Air Tanzania’s blacklisting by the European Commission centres particularly on failure to maintain adequate control of its flight-training programme, and inability to understand the root causes behind safety deficiencies.
The carrier, whose fleet includes some of the latest aircraft types, applied for third-country operator authorisation from the European Union Aviation Safety Agency in August last year.
But EASA denied this authorisation in April, on safety grounds, and the Commission has banned Air Tanzania from European operations in its latest blacklist revision.
The Commission’s accompanying justification for the decision refers to a “lack of ability” by the airline to respond to identified safety deficiencies.
It specially highlights EASA’s concerns over flight training, and particularly whether the airline assured all types of emergencies and abnormal procedures – for airframe, engine or system malfunction, fires or other “critical” scenarios – featured within its recurrent pilot training.
“In view of the considerable number of serious deficiencies identified during its assessment, [EASA] determined that this situation indicates a systemic weakness within the air carrier that compromises safety and poses a serious hazard to flight operations,” it states.
Air Tanzania also submitted an “unacceptable” corrective action plan intended resolve the issues, says the Commission, prompting EASA to reject its third-country authorisation.
The Tanzania Civil Aviation Authority has also come under scrutiny. It provided information in June which revealed “significant shortcomings” in such areas as inspector allocation, generating concerns over the adequacy of resources with which to oversee airworthiness, flight operations and licensing.
Oversight procedures, the Commission adds, were “either incomplete or entirely absent in some critical areas”. Examination of certification and other activities indicated insufficient surveillance and inadequate follow-up on safety findings.
The regulator presented initiatives, during a technical meeting in October this year, to strengthen its oversight system, including development of performance-based surveillance plans, a comprehensive inspector-training system, and alignment of civil aviation regulations with ICAO standards.
Both Air Tanzania and the Tanzania Civil Aviation Authority were granted a hearing by the European air safety committee on 20 November.
While Air Tanzania presented its efforts to address the findings, including changes to operations manuals and development of an upset-recovery training plan, the committee remained unconvinced.
“It was observed that many of the root causes presented by the air carrier merely reiterated the findings, without performing a comprehensive analysis to identify the underlying systemic or procedural deficiencies,” says the Commission.
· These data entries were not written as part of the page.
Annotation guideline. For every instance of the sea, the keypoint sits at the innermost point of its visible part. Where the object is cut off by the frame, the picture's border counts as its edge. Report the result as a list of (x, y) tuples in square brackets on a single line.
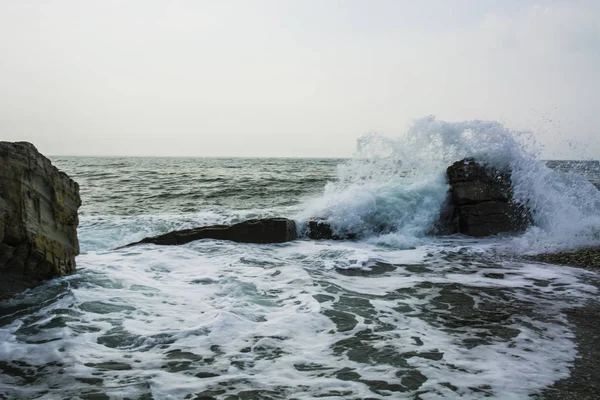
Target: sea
[(397, 313)]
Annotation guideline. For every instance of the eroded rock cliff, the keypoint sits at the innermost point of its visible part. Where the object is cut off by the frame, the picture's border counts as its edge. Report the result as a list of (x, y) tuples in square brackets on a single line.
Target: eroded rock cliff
[(38, 218)]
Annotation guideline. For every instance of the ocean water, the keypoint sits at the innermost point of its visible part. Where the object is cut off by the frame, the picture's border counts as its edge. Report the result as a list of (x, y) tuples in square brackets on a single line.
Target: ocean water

The carrier, it says, illustrated this by simply pointing to a number of lesser findings as the cause for more significant ones.
“This lack of a deeper examination weakens the effectiveness of the proposed corrective actions, as they address the symptoms rather than resolving the underlying systemic weaknesses,” it adds.
The civil aviation authority stated that, after EASA’s rejection of the airline’s third-country authorisation, it initiated a special audit which identified areas for improvement – including an ineffective safety-management system, personnel shortages, and other inefficiencies.
It also told the air safety committee that it established a team of inspectors to verify the airline’s plan for corrective action.
But the Commission states that claims regarding specific measures taken were “not substantiated by any evidence”, and doubts remain over the regulator’s root-cause analysis and, in turn, the effectiveness of its assessment of the airline’s corrective plan.
As a result, the Commission and EASA are intending to conduct an on-site visit to Tanzania in order to assess the regulatory and oversight situation. FlightGlobal has sought comment from the civil aviation authority.